Considering PTU exposure during pregnancy, this was associated with birth defects in 1/40 of children in one study. PTU-associated defects were in general milder than MMI-associated defects, and most often they had been diagnosed when the child was evaluated after having passed one year of age. However, PTU-associated defects were not negligible, and the majority of identified cases had undergone surgery for the condition. Five studies on PTU and birth defects were negative. The primary reason for the negative findings is most likely that the relevant types of birth defects were not looked for at an appropriate age in the PTU-exposed children.
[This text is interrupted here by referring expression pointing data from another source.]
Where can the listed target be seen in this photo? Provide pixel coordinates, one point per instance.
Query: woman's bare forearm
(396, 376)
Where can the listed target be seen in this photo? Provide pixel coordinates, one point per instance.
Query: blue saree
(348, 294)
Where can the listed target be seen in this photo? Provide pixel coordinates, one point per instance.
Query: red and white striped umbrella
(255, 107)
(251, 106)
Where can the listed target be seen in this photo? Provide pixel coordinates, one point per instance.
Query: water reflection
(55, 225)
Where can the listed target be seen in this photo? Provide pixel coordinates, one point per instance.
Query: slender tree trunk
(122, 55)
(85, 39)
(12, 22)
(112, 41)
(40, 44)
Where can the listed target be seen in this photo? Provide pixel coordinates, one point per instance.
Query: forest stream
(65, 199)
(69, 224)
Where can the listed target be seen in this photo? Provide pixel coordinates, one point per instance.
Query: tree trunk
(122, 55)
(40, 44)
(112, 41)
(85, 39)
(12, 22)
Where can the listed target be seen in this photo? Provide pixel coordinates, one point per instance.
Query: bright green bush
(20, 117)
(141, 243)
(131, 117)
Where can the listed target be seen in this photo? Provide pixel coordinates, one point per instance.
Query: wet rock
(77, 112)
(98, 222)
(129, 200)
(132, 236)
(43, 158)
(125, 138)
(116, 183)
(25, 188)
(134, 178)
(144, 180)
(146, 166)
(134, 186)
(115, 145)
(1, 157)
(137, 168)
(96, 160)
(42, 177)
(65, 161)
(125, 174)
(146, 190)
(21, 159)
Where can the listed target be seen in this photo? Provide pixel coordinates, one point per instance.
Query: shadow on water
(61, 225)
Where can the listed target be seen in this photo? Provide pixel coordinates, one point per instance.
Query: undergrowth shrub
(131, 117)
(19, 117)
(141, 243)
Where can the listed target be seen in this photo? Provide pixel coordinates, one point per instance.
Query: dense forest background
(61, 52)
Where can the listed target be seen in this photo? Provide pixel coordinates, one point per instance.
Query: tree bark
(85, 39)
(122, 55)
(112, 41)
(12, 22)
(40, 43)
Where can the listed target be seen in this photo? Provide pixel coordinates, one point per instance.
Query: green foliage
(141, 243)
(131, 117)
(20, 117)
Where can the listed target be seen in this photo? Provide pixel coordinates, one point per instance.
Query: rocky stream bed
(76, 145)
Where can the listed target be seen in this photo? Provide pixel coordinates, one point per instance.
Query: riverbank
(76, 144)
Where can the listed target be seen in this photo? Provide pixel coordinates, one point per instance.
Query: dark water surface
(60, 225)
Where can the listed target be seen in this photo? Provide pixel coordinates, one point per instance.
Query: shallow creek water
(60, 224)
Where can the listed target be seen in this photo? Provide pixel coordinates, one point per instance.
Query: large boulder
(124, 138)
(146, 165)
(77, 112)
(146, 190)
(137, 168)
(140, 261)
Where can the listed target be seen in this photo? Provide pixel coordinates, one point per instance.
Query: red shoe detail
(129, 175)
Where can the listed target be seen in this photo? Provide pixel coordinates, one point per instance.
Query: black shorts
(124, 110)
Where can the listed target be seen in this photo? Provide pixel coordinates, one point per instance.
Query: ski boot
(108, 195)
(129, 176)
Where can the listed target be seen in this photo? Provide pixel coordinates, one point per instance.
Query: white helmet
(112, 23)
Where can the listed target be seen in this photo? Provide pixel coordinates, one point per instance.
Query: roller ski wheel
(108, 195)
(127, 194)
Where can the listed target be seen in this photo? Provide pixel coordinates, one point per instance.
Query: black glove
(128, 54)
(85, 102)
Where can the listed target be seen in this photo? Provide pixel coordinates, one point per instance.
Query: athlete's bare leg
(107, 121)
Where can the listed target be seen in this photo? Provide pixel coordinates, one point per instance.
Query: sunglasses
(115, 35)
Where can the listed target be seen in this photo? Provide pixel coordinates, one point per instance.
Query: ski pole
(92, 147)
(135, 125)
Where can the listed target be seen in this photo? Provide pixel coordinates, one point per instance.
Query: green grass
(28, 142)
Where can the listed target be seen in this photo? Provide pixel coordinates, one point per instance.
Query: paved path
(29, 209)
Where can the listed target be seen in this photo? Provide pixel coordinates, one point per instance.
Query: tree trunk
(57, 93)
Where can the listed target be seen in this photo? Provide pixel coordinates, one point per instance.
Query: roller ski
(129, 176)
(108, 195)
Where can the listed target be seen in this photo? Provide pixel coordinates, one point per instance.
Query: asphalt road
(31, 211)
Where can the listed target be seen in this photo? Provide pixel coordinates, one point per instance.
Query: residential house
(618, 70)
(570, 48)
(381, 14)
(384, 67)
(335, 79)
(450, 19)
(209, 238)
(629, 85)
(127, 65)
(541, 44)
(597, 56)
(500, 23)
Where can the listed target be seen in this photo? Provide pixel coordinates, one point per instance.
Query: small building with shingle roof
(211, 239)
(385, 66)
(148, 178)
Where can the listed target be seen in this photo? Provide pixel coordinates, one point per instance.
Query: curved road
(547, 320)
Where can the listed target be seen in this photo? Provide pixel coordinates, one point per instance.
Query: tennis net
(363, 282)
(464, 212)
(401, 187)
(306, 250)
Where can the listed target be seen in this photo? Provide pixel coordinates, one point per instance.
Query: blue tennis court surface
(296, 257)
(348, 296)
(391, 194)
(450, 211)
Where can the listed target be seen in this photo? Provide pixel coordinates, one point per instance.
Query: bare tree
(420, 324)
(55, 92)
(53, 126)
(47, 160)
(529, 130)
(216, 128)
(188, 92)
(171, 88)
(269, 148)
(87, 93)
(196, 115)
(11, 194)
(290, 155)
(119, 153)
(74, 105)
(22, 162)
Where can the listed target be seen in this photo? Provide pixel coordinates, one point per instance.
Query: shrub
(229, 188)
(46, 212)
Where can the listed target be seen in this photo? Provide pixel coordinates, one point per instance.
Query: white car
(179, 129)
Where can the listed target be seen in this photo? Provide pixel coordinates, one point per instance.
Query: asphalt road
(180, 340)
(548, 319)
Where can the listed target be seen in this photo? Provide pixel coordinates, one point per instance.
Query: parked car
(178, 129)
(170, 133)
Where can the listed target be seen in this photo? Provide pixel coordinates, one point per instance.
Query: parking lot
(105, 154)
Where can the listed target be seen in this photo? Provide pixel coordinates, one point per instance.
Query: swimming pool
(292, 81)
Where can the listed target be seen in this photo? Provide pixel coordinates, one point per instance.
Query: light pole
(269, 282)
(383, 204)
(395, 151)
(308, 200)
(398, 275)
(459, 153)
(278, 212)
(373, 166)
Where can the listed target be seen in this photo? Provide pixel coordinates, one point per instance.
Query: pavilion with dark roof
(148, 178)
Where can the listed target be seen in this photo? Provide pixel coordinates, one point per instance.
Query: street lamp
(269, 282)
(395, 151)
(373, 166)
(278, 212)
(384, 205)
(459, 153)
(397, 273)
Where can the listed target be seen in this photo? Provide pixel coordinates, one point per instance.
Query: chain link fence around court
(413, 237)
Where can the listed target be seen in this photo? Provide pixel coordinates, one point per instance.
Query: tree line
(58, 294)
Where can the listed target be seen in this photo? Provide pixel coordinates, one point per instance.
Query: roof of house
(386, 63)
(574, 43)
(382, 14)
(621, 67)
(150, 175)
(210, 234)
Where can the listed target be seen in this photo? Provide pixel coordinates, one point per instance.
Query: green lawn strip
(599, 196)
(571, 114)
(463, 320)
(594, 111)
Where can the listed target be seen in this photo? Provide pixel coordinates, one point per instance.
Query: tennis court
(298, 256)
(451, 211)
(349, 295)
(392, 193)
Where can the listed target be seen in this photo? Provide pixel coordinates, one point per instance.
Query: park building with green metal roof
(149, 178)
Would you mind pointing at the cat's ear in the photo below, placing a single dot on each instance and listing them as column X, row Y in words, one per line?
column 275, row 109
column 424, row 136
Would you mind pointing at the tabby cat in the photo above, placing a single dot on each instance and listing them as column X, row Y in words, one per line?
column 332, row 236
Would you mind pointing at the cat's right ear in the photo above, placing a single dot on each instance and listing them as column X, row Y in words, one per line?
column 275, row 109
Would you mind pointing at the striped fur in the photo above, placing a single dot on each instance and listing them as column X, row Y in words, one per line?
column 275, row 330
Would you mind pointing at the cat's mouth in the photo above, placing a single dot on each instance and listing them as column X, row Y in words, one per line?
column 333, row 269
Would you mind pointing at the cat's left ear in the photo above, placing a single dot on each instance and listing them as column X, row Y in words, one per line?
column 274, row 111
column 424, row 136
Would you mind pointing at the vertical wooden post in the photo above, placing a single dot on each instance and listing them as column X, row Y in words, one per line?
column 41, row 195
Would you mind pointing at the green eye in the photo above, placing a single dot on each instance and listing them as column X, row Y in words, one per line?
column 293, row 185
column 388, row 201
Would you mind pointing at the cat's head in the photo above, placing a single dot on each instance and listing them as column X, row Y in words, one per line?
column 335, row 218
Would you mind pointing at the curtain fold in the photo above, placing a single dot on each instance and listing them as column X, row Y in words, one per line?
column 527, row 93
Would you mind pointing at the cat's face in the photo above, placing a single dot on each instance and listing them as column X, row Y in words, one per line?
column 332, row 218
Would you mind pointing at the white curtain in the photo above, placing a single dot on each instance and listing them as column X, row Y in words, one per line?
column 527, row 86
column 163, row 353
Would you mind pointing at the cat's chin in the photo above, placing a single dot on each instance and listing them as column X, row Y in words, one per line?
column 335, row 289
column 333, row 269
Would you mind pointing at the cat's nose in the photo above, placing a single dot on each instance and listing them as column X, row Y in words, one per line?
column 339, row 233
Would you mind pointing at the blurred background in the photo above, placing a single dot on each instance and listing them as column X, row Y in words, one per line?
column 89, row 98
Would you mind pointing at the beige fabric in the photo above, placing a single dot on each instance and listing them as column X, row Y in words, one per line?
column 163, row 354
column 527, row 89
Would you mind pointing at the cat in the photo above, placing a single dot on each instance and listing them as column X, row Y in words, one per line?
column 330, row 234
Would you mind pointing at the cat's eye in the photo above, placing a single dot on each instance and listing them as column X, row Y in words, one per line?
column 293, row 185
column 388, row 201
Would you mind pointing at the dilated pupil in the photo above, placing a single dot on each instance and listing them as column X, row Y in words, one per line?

However, the association between PTU exposure and some specific birth defects should be confirmed in other settings.
The conclusions of the present review are in line with the results of a new meta-analysis published by Chinese analysts (18).
Conclusion
The studies properly designed to detect birth defects associated with the use of MMI or PTU in early pregnancy have detected such defects in 2–4% of the exposed children. Some of the MMI-associated defects are severe. On the other hand, the PTU-associated defects belong to the group of “minor birth defects,” but they are not negligible.
Footnotes
Author Disclosure Statement
No competing financial interests exist.